Consul of Angola Helen Ong, Edith Lorenzana, Ambassador Sumer, Consul General Ledesma, Consul of Jordan Michael Ang and Third Secretary of Turkey Zecki Kucuk.

‘Class Night,’ 60 years later

 After a two-year lockdown due to the pandemic, and 60 years since grade school, there was no holding back this tightly-knit group of former batchmates from the Ateneo de Manila from reprising their “class night,” albeit without chaperones and teachers watching over them — all the way in La Union. Why, this young-at-heart bunch even jammed with the band at Flotsam and Jetsam in San Juan, La Union!

“It was time to take in some fresh air and refreshing sights; and to rekindle friendships that have lasted for more than 60 years,” says Asterio “Boy” Favis, who spearheaded the trip together with Johnny Filart and Chito Modesto.

This took a band of brothers to La Union, where 33 classmates revived a school tradition known as class nights. In this case, three days and two nights of unforgettable senior moments.

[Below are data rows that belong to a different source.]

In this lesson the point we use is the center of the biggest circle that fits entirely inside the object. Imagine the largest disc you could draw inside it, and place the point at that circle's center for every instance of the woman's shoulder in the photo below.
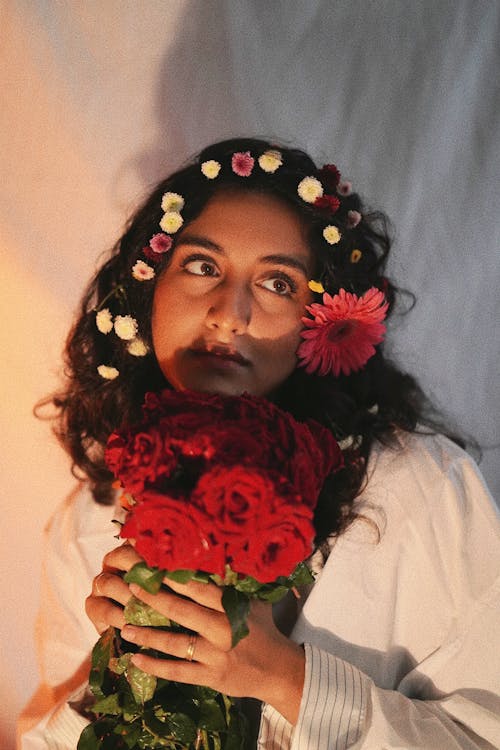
(423, 471)
(428, 499)
(80, 527)
(80, 511)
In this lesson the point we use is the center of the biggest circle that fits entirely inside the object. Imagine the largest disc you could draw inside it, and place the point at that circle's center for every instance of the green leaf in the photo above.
(211, 716)
(237, 607)
(181, 576)
(140, 613)
(88, 739)
(301, 576)
(274, 594)
(129, 733)
(101, 653)
(150, 579)
(177, 725)
(108, 705)
(119, 666)
(141, 683)
(248, 584)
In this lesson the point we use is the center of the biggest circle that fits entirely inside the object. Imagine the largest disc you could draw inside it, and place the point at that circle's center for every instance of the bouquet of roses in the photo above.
(218, 489)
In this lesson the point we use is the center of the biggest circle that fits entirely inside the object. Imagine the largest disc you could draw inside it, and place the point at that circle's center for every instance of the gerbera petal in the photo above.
(342, 334)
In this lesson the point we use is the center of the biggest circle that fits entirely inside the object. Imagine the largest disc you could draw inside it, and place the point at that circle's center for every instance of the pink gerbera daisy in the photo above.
(242, 163)
(342, 333)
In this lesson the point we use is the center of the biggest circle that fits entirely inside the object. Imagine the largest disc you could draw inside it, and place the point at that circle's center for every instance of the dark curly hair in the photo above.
(372, 404)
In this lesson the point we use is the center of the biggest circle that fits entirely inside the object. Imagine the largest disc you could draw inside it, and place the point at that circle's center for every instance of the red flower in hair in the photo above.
(342, 333)
(242, 163)
(329, 176)
(328, 202)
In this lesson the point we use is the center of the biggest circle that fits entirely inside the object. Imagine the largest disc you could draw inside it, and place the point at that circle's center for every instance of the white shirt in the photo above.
(401, 634)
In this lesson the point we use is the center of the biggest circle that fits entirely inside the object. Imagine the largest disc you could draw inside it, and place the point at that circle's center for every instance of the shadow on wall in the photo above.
(245, 70)
(195, 103)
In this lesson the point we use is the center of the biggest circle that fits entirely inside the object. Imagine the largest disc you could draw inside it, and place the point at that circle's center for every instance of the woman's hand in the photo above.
(110, 593)
(264, 665)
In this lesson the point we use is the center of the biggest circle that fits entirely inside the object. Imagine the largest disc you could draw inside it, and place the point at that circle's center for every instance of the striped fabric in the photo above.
(332, 710)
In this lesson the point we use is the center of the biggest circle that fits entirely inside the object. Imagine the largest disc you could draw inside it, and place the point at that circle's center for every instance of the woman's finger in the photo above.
(121, 558)
(104, 613)
(211, 624)
(207, 594)
(187, 646)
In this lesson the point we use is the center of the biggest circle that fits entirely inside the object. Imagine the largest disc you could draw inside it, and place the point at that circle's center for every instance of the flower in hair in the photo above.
(342, 333)
(160, 243)
(125, 327)
(328, 202)
(242, 163)
(108, 373)
(137, 347)
(329, 176)
(172, 202)
(310, 189)
(270, 161)
(344, 188)
(331, 234)
(104, 321)
(353, 219)
(171, 222)
(142, 272)
(211, 169)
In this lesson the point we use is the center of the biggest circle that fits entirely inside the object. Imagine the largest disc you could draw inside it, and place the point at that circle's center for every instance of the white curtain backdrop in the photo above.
(98, 100)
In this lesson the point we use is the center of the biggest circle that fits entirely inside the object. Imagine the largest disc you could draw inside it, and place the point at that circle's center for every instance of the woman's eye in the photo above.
(201, 268)
(279, 286)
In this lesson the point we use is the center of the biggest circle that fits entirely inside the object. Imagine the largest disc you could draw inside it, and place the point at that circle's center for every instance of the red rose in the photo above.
(172, 534)
(280, 541)
(235, 498)
(140, 460)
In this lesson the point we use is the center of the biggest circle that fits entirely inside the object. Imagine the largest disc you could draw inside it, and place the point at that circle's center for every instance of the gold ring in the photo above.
(191, 647)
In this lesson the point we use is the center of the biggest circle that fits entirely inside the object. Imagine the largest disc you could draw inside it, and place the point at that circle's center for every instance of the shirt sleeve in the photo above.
(75, 541)
(342, 708)
(436, 574)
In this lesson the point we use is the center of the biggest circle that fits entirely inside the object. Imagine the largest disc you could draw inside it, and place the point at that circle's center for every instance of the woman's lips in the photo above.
(220, 357)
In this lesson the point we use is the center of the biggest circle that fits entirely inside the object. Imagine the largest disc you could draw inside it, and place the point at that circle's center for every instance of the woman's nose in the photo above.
(230, 311)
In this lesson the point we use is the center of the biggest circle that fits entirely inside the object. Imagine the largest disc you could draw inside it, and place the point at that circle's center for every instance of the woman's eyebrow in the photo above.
(196, 239)
(286, 260)
(283, 260)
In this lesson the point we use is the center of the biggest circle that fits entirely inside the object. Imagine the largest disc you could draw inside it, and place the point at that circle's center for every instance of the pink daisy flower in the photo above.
(160, 243)
(353, 219)
(242, 163)
(342, 333)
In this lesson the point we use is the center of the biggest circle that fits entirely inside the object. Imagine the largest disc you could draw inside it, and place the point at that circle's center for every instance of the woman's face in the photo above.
(227, 309)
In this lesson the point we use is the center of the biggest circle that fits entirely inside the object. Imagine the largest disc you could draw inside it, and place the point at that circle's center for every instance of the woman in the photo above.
(253, 235)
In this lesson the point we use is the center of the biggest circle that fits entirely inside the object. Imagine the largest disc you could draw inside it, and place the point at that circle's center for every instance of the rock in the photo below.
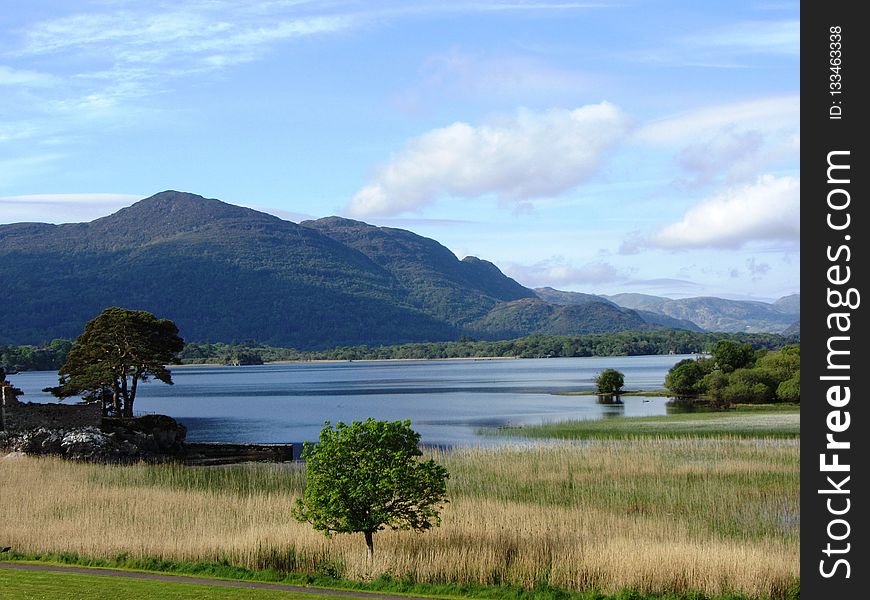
(155, 438)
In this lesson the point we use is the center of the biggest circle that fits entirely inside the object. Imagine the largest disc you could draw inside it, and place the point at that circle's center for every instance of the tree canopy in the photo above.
(367, 476)
(118, 349)
(609, 381)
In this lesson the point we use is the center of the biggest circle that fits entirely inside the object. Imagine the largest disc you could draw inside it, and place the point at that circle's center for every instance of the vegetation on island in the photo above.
(738, 373)
(609, 382)
(117, 350)
(366, 476)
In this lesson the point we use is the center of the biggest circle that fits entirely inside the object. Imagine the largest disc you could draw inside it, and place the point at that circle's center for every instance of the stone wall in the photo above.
(21, 416)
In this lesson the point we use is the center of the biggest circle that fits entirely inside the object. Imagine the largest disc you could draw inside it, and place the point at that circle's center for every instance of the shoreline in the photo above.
(344, 360)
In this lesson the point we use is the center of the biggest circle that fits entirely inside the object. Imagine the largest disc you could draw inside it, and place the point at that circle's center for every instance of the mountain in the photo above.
(225, 273)
(438, 284)
(793, 329)
(576, 298)
(565, 298)
(718, 314)
(789, 304)
(222, 272)
(533, 315)
(228, 273)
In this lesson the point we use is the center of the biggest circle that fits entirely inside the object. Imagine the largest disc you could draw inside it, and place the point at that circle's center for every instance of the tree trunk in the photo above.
(116, 398)
(370, 547)
(128, 407)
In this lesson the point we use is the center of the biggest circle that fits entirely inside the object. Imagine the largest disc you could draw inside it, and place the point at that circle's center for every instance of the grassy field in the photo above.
(655, 515)
(27, 585)
(747, 421)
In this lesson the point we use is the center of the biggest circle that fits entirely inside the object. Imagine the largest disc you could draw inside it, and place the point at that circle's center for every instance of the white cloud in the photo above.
(532, 155)
(766, 210)
(733, 154)
(511, 78)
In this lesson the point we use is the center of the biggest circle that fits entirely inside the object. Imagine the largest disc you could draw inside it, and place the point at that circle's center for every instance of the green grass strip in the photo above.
(98, 587)
(46, 585)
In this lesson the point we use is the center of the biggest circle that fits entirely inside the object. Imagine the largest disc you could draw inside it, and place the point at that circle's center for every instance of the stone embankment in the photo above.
(153, 438)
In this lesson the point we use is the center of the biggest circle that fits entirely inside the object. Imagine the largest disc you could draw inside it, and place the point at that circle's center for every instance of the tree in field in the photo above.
(364, 477)
(118, 349)
(609, 381)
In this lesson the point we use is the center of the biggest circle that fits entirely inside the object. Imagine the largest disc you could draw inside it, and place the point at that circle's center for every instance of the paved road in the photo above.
(206, 581)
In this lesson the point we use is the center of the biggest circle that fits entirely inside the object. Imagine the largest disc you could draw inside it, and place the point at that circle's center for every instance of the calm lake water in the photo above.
(448, 401)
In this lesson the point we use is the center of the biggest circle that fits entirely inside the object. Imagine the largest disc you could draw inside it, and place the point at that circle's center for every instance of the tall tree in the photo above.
(117, 350)
(366, 476)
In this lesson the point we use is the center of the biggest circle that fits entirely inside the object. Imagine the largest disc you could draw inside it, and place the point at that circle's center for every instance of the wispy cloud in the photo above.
(24, 77)
(779, 113)
(557, 271)
(61, 208)
(776, 37)
(530, 155)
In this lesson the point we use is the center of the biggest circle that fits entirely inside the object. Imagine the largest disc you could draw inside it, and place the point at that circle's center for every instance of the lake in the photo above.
(448, 401)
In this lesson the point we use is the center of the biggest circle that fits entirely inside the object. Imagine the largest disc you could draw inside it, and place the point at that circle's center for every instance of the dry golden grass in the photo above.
(656, 515)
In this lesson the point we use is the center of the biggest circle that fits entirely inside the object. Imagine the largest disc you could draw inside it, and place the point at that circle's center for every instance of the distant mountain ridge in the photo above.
(228, 273)
(719, 314)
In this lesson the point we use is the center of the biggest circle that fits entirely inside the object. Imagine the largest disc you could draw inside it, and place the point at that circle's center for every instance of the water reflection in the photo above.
(447, 401)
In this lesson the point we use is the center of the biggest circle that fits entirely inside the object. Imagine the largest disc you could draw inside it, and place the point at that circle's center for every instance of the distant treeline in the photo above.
(48, 357)
(51, 356)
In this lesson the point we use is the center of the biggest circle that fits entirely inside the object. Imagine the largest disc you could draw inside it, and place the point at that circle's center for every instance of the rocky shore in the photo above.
(151, 438)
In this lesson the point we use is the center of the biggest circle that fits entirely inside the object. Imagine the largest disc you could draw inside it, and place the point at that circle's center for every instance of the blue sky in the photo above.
(602, 147)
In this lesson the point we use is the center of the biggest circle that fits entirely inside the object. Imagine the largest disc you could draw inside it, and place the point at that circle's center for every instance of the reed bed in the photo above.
(656, 515)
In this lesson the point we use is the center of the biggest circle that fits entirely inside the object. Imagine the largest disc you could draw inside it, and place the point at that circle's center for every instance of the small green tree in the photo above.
(610, 381)
(730, 356)
(684, 378)
(118, 349)
(364, 477)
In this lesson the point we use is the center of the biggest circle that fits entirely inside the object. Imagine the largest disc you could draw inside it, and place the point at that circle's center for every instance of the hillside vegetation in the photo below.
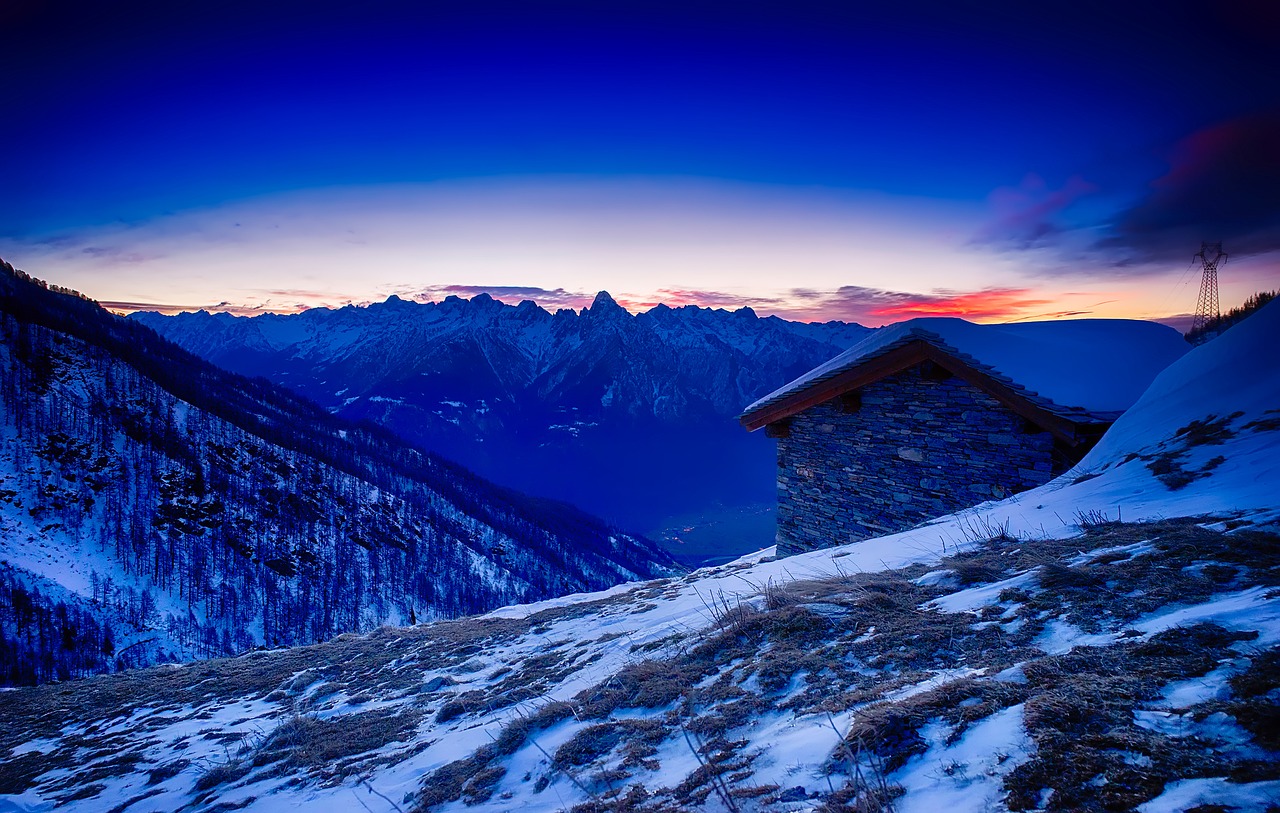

It was a pleasant, traffic-free ride, what with the new expressways unlocking the gateway to the north. In no time, La Union’s famous sun and surf paradise was at hand.

“Revenge travel! No holds barred. No party-poopers. No goody two-shoes. No stick-in-the-muds. It was non-stop fun and frills,” says Ed Ramirez of his batch’s class night.

For these Ateneans, it was a booster shot that energized the spirit and removed the mask that once muffled their boisterous laughter.